Personal information
- Full name: Robert Shepherd
- Date of birth: 10 February 1956 (age 69)
- Original team(s): Western Districts
- Height: 180 cm (5 ft 11 in)
- Weight: 73 kg (161 lb)

Playing career^{1}
- Years: Club / Games (Goals)
- 1975–1977: Fitzroy / 43 (31)
- ^{1} Playing statistics correct to the end of 1977.

= Robert Shepherd (footballer) =

Australian rules footballer

Robert Shepherd (born 10 February 1956) is a former Australian rules footballer who played with Fitzroy in the Victorian Football League (VFL) during the 1970s.

Shepherd played his junior football with Sherwood and then joined Western Districts in the Queensland Australian Football League.
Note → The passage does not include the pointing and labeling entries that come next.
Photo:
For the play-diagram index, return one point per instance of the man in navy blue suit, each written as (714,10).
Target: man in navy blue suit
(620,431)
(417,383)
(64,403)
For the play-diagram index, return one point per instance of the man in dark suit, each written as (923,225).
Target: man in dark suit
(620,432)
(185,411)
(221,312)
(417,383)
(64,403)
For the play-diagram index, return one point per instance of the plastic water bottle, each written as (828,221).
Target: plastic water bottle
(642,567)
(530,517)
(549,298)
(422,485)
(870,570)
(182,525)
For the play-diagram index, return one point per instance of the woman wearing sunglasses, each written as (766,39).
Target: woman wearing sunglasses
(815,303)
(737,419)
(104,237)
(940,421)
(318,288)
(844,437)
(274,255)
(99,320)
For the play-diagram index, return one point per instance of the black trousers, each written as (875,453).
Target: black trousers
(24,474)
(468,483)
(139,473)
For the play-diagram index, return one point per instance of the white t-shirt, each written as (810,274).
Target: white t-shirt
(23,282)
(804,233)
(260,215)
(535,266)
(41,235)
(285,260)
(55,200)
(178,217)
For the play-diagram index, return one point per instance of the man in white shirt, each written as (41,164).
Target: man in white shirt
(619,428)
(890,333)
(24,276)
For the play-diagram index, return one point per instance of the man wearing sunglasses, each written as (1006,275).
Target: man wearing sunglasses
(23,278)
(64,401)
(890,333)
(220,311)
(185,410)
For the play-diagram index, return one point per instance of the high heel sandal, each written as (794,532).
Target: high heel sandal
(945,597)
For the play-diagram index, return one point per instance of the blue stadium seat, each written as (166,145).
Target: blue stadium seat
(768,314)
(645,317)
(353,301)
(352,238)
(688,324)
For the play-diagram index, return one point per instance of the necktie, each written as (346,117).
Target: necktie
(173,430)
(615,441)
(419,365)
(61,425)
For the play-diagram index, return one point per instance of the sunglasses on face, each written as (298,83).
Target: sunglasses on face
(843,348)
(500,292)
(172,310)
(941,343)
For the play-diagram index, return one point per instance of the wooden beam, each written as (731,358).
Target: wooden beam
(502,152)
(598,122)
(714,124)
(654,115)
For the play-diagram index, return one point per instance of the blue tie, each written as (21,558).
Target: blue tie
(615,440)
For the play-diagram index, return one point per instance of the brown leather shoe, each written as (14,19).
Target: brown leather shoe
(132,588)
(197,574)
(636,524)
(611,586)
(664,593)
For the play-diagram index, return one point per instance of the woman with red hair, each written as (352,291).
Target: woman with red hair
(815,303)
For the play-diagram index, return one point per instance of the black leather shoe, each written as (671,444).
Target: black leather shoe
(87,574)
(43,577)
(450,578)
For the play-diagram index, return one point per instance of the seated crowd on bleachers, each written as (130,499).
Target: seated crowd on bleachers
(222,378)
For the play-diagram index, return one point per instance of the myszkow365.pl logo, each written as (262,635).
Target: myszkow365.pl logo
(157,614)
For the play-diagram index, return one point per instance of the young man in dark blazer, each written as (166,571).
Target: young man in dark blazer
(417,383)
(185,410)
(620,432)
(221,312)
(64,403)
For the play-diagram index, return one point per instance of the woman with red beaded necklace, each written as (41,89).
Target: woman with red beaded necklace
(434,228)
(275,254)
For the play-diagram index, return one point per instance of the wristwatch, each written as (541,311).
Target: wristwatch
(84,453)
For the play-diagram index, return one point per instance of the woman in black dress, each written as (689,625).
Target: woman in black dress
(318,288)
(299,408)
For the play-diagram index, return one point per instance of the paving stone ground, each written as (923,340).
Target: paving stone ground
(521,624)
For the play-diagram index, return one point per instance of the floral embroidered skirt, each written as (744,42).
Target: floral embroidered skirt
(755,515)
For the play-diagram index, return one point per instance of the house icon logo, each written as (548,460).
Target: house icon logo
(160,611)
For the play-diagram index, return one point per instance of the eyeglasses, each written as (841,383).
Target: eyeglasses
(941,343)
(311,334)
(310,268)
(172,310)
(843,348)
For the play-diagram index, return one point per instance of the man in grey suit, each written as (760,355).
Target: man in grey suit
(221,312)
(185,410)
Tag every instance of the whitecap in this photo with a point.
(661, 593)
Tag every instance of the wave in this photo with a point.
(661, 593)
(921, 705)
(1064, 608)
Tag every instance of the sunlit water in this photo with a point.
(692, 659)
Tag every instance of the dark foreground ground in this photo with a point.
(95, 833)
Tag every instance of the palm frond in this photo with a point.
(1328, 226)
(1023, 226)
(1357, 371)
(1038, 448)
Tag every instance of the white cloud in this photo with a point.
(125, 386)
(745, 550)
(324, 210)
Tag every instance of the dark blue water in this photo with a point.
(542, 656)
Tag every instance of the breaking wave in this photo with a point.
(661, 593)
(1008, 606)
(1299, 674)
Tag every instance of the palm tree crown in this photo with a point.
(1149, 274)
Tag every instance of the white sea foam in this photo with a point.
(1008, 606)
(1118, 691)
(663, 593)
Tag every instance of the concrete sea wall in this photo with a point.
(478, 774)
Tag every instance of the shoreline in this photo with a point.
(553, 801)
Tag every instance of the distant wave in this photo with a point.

He had been a gifted player in his youth, voted the best performer at the 1972 schoolboy carnival and named vice-captain of the All-Australian team.

His career at Fitzroy began in 1975 when as a 19-year-old he became a regular fixture in the team with 16 appearances. He added 27 games over the next two seasons, averaging 19 disposals in the latter year.

A half forward, he returned to Western Districts when his Fitzroy stint ended and in 1980 was joint runner-up in the Grogan Medal. It was the second time he had finished second in the Grogan Medal count, having lost out to Jeff Ebert in 1974.